| |
|
|
Kaş yaparken göz çıkarmamak
Dostlar sık sık sorarlar: Bu kadar konuyu nereden bulup da yazıyorsunuz? Zor olan konu bulmak değildir, zor olan kaş yapayım derken göz çıkarmadan yazabilmektir. Fakat tam bu noktada bambaşka bir etken devreye girebilir. Sen, kaş yaparken, göz çıkarmamaya azami özen gösterirsin, fakat bazıları bu durumda dahi gözünün çıktığını düşünür. İşte burada yazarın elinden başka bir şey gelmez. Mesele, gözü 'çok hassas' okuyucu türünden kaynaklanmaktadır. Örneğin, ekonomi müdürümüz, köşe komşum Yavuz Semerci iki yazı yazdı üst üste. Üç büyüklere akan paraya ne zaman dur denilecek diye sordu. Tebrik de aldı tepki de... Yavuz Semerci gelen tepkileri gösterdi. Sülaleleri kapsama alanı içine alacak nitelikte küfürler vardı. Dilim bile varmıyor söylemeye...

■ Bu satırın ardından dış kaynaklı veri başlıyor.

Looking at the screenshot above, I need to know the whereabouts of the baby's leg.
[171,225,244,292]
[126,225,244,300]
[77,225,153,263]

Mesleki hassasiyetler Gerçi Başbakan Erdoğan, dava açmakta ipin ucunu kaçırmadı değil ama bizim yazılara asıl büyük tepki, nevi şahsına münhasır okuyucu tayfasından veya meslek gruplarından gelir. Bizler aktif okuyucu tipinden çok hoşlanırız ama fazla aktiflik de cildi bozuyor. Hele hele meslek gruplarının hassasiyeti müthiştir. Devlette 200 bin çaycı-odacı olur mu, dersiniz odacılar ayaklanır. Doktor milleti, tedavi ederken hastanın donunu bile almak zorunda mı, dersiniz doktorlar kükrer. Gözaltındaki kadınların, kadın doktorlar tarafından muayene edilmesi daha uygundur, dersiniz erkek doktorlar celallenir: Biz sapık mıyız kardeşim? Güzel hemşire, hastaya moral verir diye yazarsınız, aleyhinizde imza toplanmaya başlanır. Bir vakitler, meslektaşlarımızdan biri bir Karadeniz fıkrası yazmıştı, az daha postu deldiriyordu.